Most of the measures are time-bound and for the short term only ending in July 2020. They are made on the premise that the crisis is temporary and the economy will resume its growth path sooner rather than later. This sounds very optimistic. Even if there is a reversal of the situation quickly, visitors will not be pouring in overnight. The recovery is bound to be gradual and it will require further investment in marketing. The validity of the measures for a longer period would have been more realistic and effective.

Apart from the repo rate which applies to the entire economy, other measures are selective and targeted. They are related to tourism, manufacturing particularly exports, SMEs, agro-industry and health. The health sector has a level of preparedness to cope with the crisis judging from the actions taken so far. The government is concerned with the availability of agricultural products like potatoes, onions and garlic. Besides ensuring their availability, it plans to boost production in future. This is a commendable decision as food security is strategic.

The impact

The tourism industry which has been the silver lining among the clouds for two decades is the most severely affected. Given its linkages with other sectors and services and its high multiplier effect, it is bound to impact on many industries, large and small, to wit, Air Mauritius and operators like SMEs, planters, hawkers and the taxis.

With the partial lockdown of the country from Europe which is our main market, the situation will be further aggravated. Obviously, hotels will not be able to maintain employment levels and the spectre of temporary layoff is looming but the plan does not provide any measure to support workers in the industry.

The pandemic will definitely affect our economic growth more severely than the financial crisis. We may recall that the economy grew by more than 5% between 2006 and 2008. The growth subsequently fell to 3.3% before pic-king up to 4 % for 2010 and 2011. We were able to weather the storm. This time growth is projected to fall to 2.6%-2.8% from the projected 4% for 2020 but the worst case scenario projects a negative growth leading the economy into a recession. The impact will be more pronounced given the already sluggish growth of the economy; we are reeling to reach even 4% for the past eight years.

It appears that we had more room to manœuvre in 2008 than we do have now. We often talk about resilience of the economy. Over time, the degree of resilience to external shocks has diminished for a number of reasons. Suffice to state here that our key sectors are not in good shape to help us tide over a crisis. More importantly, no new sectors/industries/pillars have emerged to cushion any adverse impact on the economy in the past fifteen years.

In the wake of the pandemic, the population and economic operators are concerned about availability of products. The supply chain is severely disrupted. We are highly vulnerable to external supply shocks. It may seem ironical that this year's theme of Independence Day has been "la natir nou lavenir". We could as well say that we owe our survival to agriculture. The question of food security comes to the fore. This is another area where we need to have a proper strategy and to which we have often paid lip service.

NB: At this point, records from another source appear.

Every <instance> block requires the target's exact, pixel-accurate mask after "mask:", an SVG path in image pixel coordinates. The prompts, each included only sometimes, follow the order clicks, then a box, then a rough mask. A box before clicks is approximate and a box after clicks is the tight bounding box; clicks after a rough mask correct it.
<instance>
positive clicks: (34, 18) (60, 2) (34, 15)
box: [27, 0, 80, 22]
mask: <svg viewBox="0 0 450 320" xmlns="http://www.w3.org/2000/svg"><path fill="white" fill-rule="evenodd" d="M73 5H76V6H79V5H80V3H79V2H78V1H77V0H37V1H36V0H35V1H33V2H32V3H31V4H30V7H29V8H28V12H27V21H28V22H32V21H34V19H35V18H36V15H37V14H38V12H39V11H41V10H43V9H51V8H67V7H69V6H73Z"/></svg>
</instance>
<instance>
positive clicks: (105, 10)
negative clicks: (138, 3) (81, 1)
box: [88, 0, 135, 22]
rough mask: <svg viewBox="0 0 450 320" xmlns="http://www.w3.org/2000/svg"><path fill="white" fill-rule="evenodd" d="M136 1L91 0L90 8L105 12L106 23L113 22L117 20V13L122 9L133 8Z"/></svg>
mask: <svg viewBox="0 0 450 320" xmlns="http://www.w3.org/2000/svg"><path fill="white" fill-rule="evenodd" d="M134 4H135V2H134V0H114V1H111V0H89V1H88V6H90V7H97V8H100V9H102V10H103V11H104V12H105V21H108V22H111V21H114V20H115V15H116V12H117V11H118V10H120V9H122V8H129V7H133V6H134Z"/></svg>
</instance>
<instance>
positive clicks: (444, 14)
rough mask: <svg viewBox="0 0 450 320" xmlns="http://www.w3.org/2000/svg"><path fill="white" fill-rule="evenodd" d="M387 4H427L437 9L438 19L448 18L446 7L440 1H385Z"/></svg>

This pandemic should sound a wake-up call and provide food for thought for our long term national and sectoral strategies. Our policies should be based on long term rationale rather than meet short term expediency. Some of the measures contain the seeds of a future strategy which can be further nurtured, for example, food security strategy and SME strategy. Is it not opportune to generate a minimum of our basic needs? Should we think of SMEs only during a crisis or should it be an integrated part of our development? We should always prepare for a rainy day in our planning.